As I posted on Twitter less than an hour after we cleared this particular winter driving mess: The downside of a winter vacation is often the treacherous drive home!
After a quiet morning of wandering around our hotel in the ankle-deep winter snow of a mountain wonderland it was time to pack the car and start the drive home. But where on one side of the mountain it was sunny and magical, a few kilometers North on the same road, just around that big mountain there, a heavy cloud had settled into the valley and the wind was blowing.
All of this was making for a sketchy drive homeward.
Winter Roads and Mountains.
I was the passenger. This is sometimes the worse seat to be in.
All you can do as the passenger is sit quietly and try not to be a distraction. I accomplished this heavy task by pointing my phone camera out the front of the car windshield and taking in the rare view of a lonely winter drive down an empty mountain highway.
The video called “Winter Drive” is from part of our long, slow, snowy drive yesterday.
I include a second video for context, as “Kananaskis Cruising” was a short out-the-side-window clip of the same twenty-five kilometer stretch of highway we had driven inbound less than fourty-eight hours previous. Notice the lovely mountains that are barely ghostly shadows in the video taken a couple days later.
We’re hearty, snow-trained Canadians… eh.
We have high-quality winter tires on our four wheel drive SUV, emergency supplies in the back hatch, and have both driven our share of winter roads.
There was no cell service anywhere along this road.
There was a kid and a puppy in the backseat.

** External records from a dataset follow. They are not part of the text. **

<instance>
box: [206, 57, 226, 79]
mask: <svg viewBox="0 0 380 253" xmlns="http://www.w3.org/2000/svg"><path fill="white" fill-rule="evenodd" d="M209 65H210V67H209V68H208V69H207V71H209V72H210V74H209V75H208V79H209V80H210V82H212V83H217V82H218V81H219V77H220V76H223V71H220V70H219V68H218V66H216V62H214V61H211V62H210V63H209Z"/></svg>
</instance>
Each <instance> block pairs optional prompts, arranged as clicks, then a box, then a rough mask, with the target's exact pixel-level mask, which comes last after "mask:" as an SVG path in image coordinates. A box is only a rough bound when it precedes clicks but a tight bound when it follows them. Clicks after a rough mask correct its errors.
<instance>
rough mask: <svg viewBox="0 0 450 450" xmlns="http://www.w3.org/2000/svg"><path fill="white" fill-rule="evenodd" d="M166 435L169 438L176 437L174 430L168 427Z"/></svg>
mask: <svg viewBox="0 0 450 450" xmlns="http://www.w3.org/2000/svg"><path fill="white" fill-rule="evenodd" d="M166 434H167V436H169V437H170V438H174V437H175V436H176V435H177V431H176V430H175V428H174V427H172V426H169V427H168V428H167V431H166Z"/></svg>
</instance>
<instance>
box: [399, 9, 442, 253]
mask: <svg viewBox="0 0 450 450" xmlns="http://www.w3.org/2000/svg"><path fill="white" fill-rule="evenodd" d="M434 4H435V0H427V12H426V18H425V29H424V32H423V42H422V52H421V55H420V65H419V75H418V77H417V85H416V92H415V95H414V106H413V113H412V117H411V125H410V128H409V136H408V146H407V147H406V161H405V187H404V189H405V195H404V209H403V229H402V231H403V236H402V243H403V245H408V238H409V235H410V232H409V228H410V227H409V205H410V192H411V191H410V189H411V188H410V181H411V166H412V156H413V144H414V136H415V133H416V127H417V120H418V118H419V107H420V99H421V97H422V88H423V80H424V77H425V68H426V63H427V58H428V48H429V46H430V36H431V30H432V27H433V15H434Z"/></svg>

The advanced driving features (lane detection, collision detection, etc) of the car had tapped out and were just flashing a yellow light apologetically from the dashboard.
And snow, ice, cold, and speed are never a trivial combination no matter who you are and what technology you are using.
The worst of the drive (actually) was less impressive visually. As we turned up onto the main four-lane cutting vertically up the province and across the prairies, the one hundred kilometer per hour gusting winds had blown a number of large trucks off the road. The car shook for three hours and we had to stop to refill our windshield fluid because the asphalt couldn’t decide if it was wet, icy, or snowy, but all of it spattered on the glass obscuring the view. Passing these jackknifed in the ditch and watching them through a muddy, snow-streaked pane of glass as the road of gusting wind creaks and groans the seals of the car is a glaring reminder that the buffeting of the vehicle as it shakes is not exactly an amusement park ride.
But in the end… (spoiler alert) we made it home safely, if very slowly.